SLO Frequently Asked Questions
The main difference between SLO statements and course objectives is that SLO statements demonstrate an overarching understanding or application of a core aspect of the course, while objectives are the small pieces of subject matter that build-up to the broader SLO.
SLOs should be “regularly assessed” as part of the instructional cycle, and the Faculty Senate at Cerritos College voted in March 2022 to define regular assessment as follows based on the recommendations of the SLO subcommittee’s recommendation. Please check with your department chair to verify.
Faculty Senate approved at three-year SLO cycle where every course SLO must be assessed and analyzed at least once.
- How best to utilize the three years is left to the program/department.
- Programs must develop and document their three-year plan in their strategic planning and program review reports.
- All plans must:
- Develop, modify, or review course, certificate/degree, and program SLOs
- Design and create an assessment plan for course SLOs
- Conduct an assessment(s) of course SLOs
- Input assessment results into eLumen
- Discuss and analyze data from assessments
- Determine and document any refinements(action plan)to the program based on SLO data into eLumen (e.g., changes to curriculum, pedagogy, assessment strategy, etc.)

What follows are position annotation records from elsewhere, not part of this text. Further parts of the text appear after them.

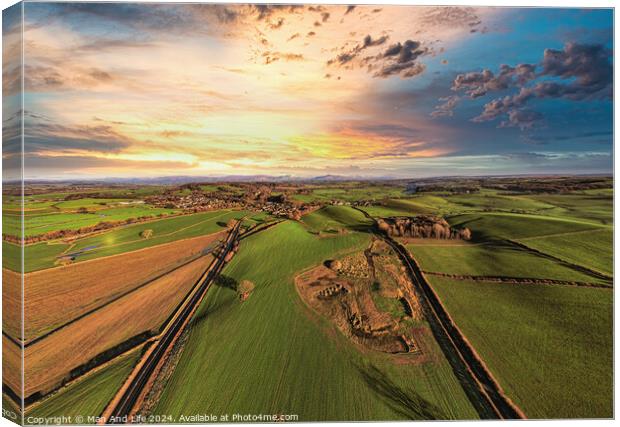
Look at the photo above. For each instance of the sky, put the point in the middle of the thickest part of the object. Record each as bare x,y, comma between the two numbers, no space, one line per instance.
150,90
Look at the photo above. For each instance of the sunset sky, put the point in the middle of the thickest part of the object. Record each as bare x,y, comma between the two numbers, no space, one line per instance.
141,90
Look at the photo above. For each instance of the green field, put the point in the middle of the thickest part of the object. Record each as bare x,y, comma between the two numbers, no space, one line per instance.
492,259
370,192
272,355
592,249
491,226
119,240
88,396
550,347
331,219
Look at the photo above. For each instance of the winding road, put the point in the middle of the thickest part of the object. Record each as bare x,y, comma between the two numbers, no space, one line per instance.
121,407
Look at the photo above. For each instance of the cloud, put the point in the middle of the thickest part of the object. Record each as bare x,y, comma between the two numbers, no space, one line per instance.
285,56
48,78
477,84
402,59
523,119
451,16
349,55
397,59
588,64
447,108
578,72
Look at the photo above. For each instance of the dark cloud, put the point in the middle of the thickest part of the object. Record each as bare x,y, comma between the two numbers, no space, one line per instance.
588,64
447,108
523,119
578,72
347,56
401,59
477,84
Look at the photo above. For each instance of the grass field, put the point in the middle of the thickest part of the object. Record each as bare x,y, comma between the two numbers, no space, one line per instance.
52,358
271,354
88,396
56,296
492,259
120,240
65,215
334,218
492,226
593,249
549,346
370,192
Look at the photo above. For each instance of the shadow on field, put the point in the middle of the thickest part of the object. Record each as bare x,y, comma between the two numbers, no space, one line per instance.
405,402
226,282
212,309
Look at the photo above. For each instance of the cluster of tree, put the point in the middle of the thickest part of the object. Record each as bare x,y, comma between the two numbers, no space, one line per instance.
424,227
64,234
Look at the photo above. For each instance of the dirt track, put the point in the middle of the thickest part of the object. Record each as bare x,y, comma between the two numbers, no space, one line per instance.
123,405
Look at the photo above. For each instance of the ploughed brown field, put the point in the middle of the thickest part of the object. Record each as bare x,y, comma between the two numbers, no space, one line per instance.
51,359
58,295
11,364
11,303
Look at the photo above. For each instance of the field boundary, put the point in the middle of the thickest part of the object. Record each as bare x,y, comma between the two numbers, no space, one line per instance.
577,267
516,280
116,298
485,385
135,387
40,271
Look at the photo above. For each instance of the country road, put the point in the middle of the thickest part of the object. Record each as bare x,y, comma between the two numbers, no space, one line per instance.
120,408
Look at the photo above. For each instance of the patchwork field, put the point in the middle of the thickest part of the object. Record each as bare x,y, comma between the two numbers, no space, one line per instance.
333,329
11,303
320,374
66,216
142,311
87,396
591,248
56,296
119,240
493,259
11,364
549,346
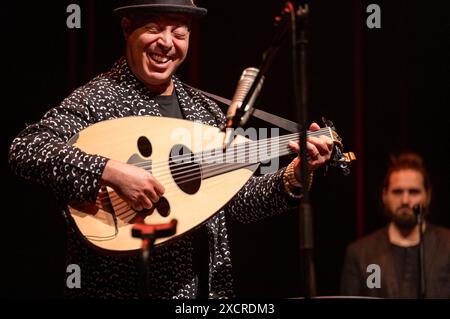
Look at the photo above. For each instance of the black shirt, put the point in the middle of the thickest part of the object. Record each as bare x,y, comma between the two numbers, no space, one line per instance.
168,105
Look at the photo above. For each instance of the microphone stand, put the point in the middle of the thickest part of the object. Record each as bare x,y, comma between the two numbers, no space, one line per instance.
418,210
299,63
241,116
288,20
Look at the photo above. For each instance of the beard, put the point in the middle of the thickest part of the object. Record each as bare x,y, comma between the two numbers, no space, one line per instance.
403,219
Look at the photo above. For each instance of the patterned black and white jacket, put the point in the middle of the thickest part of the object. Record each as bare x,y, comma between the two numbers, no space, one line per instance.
41,154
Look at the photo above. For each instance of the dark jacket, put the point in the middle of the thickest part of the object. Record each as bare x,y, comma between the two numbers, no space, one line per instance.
376,249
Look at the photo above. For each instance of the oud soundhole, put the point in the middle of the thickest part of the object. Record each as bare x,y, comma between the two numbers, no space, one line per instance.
163,207
144,146
185,171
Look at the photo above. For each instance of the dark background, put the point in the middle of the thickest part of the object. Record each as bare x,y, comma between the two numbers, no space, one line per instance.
385,90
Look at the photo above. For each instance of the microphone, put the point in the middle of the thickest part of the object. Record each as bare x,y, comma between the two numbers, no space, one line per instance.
244,85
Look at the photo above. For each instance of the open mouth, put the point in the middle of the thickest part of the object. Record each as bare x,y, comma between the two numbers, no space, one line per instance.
159,58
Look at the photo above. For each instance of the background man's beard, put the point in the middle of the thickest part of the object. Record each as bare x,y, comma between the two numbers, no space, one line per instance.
404,220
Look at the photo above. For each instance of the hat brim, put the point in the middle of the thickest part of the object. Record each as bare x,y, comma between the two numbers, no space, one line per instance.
149,8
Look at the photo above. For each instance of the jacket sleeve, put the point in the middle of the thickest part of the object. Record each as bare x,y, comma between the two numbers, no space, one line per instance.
40,153
261,197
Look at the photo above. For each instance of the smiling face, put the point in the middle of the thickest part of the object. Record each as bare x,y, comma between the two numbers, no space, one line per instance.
156,46
404,191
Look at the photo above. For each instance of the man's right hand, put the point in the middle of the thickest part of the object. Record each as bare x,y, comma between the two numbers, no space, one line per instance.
134,185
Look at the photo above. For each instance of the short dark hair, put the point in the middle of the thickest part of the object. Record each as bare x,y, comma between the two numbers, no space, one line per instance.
407,160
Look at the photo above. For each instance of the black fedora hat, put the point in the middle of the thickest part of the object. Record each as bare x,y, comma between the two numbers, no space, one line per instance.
149,6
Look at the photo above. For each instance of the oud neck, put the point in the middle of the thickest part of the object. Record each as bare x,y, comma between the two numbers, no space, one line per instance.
252,152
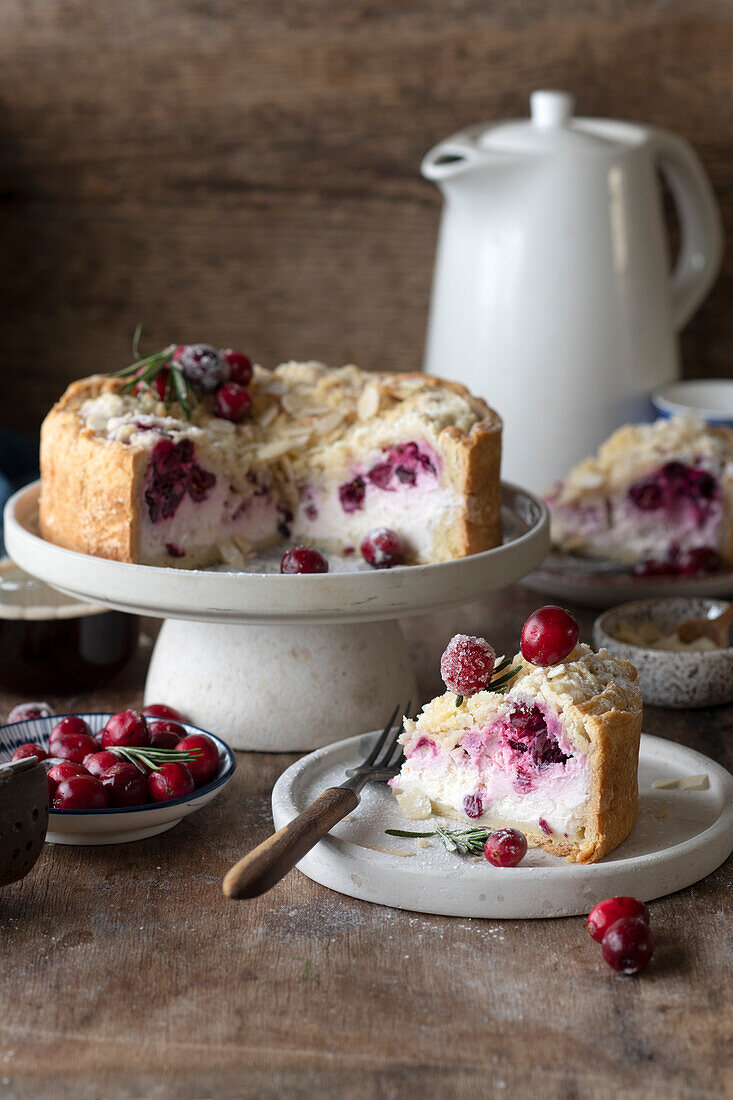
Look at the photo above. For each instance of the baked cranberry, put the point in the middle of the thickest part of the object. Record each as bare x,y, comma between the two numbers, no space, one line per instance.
382,548
628,945
549,635
29,749
74,747
126,784
170,781
608,912
467,664
24,712
80,792
128,727
161,711
165,734
232,402
204,766
240,365
506,847
97,763
303,560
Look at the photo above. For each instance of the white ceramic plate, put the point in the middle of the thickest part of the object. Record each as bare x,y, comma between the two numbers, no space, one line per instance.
116,826
350,593
679,837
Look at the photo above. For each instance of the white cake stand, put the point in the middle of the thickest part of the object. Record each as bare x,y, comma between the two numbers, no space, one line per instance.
282,663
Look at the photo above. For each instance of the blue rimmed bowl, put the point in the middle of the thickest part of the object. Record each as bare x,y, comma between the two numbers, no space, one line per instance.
116,826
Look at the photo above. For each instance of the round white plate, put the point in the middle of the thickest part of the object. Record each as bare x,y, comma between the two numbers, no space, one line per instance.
679,837
350,593
116,826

- The Senate SLO Committee highly recommends all programs work toward the goal of evaluating every course SLO for each course section offered and review their course SLO data annually as part of their unit/ strategic planning.
CSLOs stand are Course Learning outcomes for a course, PSLOs are Program Student Learning Outcomes, and ISLOs are Institutional Learning Outcomes.

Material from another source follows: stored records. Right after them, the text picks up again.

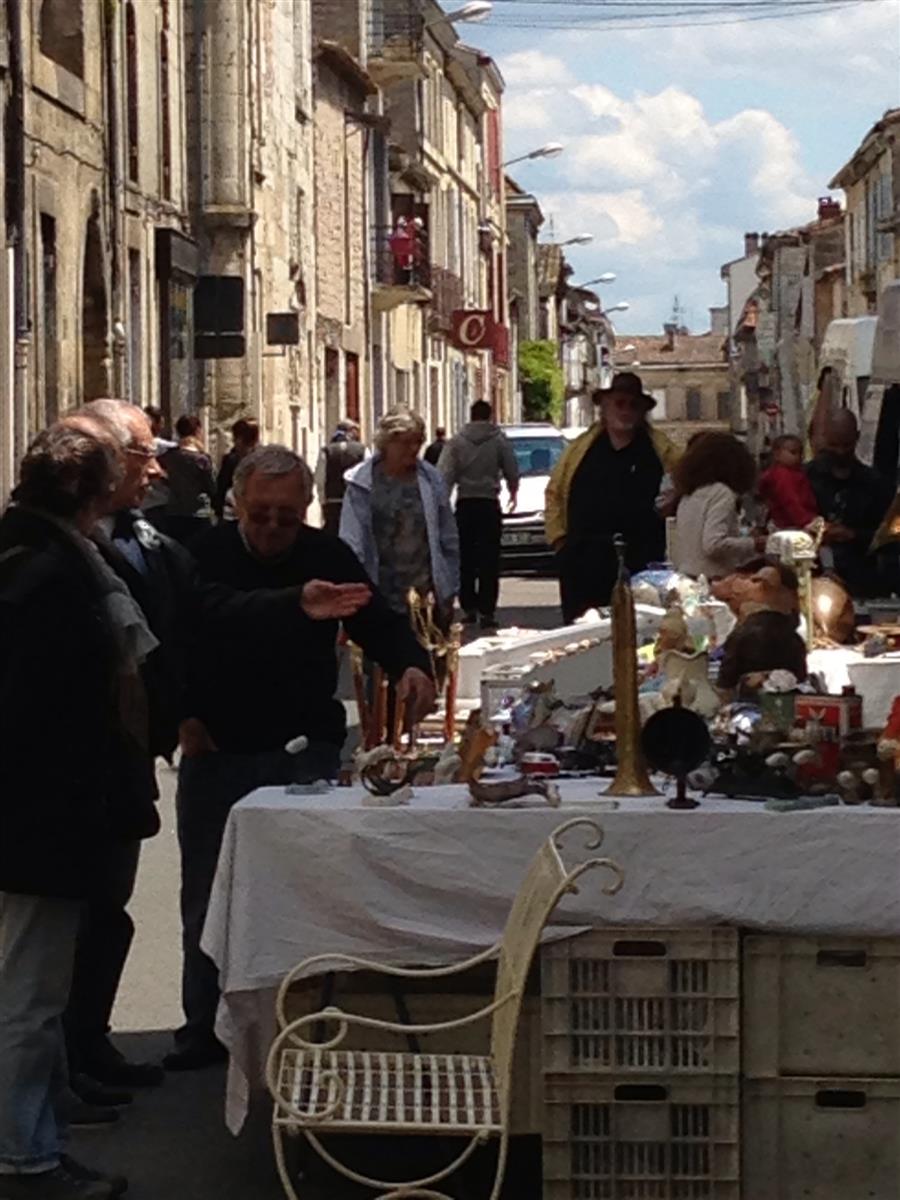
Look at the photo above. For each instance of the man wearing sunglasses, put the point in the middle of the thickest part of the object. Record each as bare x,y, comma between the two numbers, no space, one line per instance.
263,682
606,483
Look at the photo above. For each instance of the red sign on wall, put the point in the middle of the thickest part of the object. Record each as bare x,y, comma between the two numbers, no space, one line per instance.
474,329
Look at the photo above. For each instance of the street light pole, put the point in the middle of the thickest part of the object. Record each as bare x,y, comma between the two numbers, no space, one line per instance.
551,150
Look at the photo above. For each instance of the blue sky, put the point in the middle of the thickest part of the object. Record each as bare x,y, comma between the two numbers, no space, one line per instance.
679,141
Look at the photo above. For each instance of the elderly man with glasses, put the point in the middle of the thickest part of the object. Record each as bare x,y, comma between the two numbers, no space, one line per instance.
263,676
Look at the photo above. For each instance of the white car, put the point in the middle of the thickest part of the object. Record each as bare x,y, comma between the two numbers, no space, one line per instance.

At Cerritos College, all CSLO assessment must be documented in eLumen where it is mapped to PSLOs and ISLOs. In eLumen, this data can also be disaggregated, posted publicly and populated to Institutional Program Review. For instructions please refer to this form.
Because the calculation of a course grade often involves a combination of various information sources that include data unrelated to the SLO (i.e., punctuality, participation, assessments of other objectives), the course grade does not directly represent the student’s achievement of the SLO. This weakens the validity of the overall course grade as a measure of an individual SLO because appropriate evidence to support the interpretation of the course grade for its intended use as an SLO achievement measure cannot be adequately established. Therefore, course final grades cannot be used as SLO measures. However, individual assessments and grades within a class ideally should be linked to specific SLOs. In Canvas, instructors can link rubrics for assignments to individual SLOs for a class through “Outcomes.”
At Cerritos College, we value student engagement in the SLO process to center learning (not just grades) as a focus for courses, so it is helpful for students to see the clear connection between an assignment/ assessment and a learning outcome.
In addition to connecting a learning outcome to an assignment or test, faculty can also use student presentations, portfolios or other high-impact practices (HIP) to assess student learning. SLO assessment should be done as part of summative assessment at the end of the instructional cycle.
While faculty may use Canvas to monitor and assess CSLOs, there are several reasons, these result need to be posted in eLumen. Canvas is not public, so reports can not be run and shared using Canvas. Furthermore, CSLO templates must be created from the official SLOs in the COR in eLumen, and SLO results are automatically populate into the Institutional Program review report in eLumen.